Focus Financial Partners was the most active participant in M&A during the first half, with 15 transactions. Mercer Advisors and CAPTRUST Financial Advisors completed four transactions each, while HighTower Advisors, Mariner Wealth Advisors, Emigrant Partners (formerly Fiduciary Network) and Wealth Partners Capital Group each had three.

12 of Focus’ transactions in the first half and six in the second quarter were subacquisitions. Rudy Adolf, founder and CEO of the publicly traded company, told DeVoe that subacquisitions—helping his acquired firms acquire firms of their own—were a major part of Focus’ strategy.

Wealth Partners helped its affiliates acquire three firms in the second quarter, while Emigrant Partners purchased Hillview Capital Advisors for its RegentAtlantic affiliate.

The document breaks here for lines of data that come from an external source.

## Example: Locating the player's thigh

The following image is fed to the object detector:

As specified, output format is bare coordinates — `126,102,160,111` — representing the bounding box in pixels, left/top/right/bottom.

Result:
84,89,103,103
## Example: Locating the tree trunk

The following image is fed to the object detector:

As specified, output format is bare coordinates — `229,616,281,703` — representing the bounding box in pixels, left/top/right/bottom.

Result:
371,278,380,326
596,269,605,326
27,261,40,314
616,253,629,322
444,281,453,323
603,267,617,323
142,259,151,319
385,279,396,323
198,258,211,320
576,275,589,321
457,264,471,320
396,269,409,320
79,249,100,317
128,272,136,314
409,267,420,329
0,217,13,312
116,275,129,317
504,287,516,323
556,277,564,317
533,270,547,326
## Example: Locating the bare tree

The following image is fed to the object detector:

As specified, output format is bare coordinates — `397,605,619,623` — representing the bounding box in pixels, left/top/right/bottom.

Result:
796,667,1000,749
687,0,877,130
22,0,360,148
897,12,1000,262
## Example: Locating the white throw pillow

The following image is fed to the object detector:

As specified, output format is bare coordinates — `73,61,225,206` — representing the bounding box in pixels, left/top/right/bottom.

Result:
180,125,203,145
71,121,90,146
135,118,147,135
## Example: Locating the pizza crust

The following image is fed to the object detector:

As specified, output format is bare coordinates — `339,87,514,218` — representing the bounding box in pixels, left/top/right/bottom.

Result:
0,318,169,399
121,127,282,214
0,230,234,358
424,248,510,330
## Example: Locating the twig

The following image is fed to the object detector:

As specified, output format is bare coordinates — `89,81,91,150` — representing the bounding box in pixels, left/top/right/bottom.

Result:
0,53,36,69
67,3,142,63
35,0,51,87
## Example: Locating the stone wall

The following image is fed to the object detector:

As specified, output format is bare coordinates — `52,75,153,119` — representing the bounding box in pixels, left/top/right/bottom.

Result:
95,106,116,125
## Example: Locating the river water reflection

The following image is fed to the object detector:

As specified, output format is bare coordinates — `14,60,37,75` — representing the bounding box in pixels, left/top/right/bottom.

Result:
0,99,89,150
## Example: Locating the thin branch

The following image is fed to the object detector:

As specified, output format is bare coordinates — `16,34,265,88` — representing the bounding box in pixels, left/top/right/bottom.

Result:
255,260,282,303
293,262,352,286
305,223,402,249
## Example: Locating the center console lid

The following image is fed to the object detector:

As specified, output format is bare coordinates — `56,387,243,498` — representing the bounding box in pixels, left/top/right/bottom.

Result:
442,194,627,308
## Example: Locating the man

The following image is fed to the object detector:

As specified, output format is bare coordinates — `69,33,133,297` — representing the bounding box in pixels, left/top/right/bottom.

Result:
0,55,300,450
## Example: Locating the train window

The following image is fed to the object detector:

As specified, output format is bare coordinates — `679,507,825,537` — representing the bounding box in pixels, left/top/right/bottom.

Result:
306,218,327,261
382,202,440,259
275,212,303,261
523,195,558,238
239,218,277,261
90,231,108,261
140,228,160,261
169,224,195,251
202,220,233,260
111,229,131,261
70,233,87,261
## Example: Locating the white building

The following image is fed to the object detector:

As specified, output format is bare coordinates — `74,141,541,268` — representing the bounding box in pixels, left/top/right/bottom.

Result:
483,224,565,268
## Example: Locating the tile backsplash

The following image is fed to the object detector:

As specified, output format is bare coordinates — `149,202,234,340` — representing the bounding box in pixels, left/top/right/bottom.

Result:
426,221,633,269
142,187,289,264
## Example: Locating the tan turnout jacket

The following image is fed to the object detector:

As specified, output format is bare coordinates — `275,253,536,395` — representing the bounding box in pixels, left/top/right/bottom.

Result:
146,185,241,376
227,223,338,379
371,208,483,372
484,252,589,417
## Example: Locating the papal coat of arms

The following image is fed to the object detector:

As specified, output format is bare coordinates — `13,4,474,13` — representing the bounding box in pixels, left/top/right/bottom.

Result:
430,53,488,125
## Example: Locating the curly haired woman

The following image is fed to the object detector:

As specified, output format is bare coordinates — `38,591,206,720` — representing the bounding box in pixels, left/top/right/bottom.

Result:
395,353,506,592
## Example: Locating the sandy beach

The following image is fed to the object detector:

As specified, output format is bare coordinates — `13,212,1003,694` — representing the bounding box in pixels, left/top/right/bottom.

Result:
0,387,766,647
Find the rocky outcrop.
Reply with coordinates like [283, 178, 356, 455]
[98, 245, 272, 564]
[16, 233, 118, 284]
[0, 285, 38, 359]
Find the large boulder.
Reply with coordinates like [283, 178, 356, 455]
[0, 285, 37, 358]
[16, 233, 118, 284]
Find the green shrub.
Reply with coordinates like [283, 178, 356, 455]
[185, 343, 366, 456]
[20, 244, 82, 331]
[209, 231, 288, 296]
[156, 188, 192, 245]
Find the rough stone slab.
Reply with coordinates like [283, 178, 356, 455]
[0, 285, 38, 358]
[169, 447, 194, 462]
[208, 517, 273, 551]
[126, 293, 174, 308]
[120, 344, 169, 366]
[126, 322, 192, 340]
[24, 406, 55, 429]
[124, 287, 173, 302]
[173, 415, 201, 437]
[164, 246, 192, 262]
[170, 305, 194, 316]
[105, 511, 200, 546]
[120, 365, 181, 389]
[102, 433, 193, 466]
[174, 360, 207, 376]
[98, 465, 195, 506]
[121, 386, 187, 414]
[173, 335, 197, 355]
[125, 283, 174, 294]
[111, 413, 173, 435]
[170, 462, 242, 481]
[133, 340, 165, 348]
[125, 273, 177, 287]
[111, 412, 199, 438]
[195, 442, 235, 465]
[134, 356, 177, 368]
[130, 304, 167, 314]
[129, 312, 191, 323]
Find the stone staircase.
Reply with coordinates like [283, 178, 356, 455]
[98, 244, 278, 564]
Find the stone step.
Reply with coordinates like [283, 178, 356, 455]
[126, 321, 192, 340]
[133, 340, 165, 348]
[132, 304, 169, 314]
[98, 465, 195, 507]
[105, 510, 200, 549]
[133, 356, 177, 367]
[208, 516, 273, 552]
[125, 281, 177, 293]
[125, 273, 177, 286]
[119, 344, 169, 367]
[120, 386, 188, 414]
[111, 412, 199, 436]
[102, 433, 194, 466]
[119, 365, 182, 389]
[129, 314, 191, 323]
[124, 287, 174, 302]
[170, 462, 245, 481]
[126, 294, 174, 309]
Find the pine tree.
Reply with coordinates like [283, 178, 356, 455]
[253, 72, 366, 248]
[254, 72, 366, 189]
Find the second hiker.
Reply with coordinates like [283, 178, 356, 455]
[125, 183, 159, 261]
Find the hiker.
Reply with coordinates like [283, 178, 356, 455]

The average seller size, excluding transactions over $5 billion, came in at $821 million AUM for the second quarter. The average size was $714 million for the first half of the year. That's down from a peak of over $1 billion in 2016.

DeVoe attributed the compression in deal size since 2016 to the successful strategies of firms like Mercer and Wealth Enhancement Group going after mid-size RIAs, and the compression effect of subacquirers on the lower end.

Acquisitions of RIAs with $250 million to $500 million in AUM rose to 27 in the first half of 2019, or 42% of all transactions, up from 22% in 2018’s first half.

Meanwhile, acquisitions of RIAs with $1 billion to $5 billion of assets under management still made up 11 of the first half’s transactions, or 17%, with eight in the second quarter. DeVoe said that at this pace, larger RIA M&A should still beat the 5-year average of 17 acquisitions this year.

With regard to the $750 million Goldman Sachs acquisition of United Capital, DeVoe said that “all private equity-backed firms—like HighTower, Mercer, Wealth Enhancement Group and Allworth—will likely benefit from the success story.”

“It will be fascinating to watch the moves of other players as for the past two decades the success of the independent model has slowly and methodically eroded the wirehouse market’s share of U.S. investors,” he said.

Is there a point where some of the wirehouses decide to facilitate the RIA model successfully? “It takes a long time to turn a battleship around, but once it turns you have a lot of artillery pointed at you,” he said. Meanwhile, the Goldman deal would enable the Wall Street titan to leverage its strong ultra-high-net-worth brand and start to market to the “millionaire next door,” he said.

HighTower’s partnership with Beverly Hills, Calif.-based RIA LourdMurray, with over $3.6 billion of assets, which then merged with San Diego-based Delphi Private Advisors to create a firm with $4.8 billion in AUM, struck DeVoe as “a strategic move” by the company to strengthen its capabilities in the ultra-high-net-worth segment, following upon its 2018 acquisition of Salient.

Meanwhile, Focus’ acquisition of $7.7 billion-asset Williams Jones & Associates demonstrates the former’s “multi-faceted acquisitions strategy: it is not only having success with larger firms like Williams Jones but is supporting its affiliates on small transactions as well.”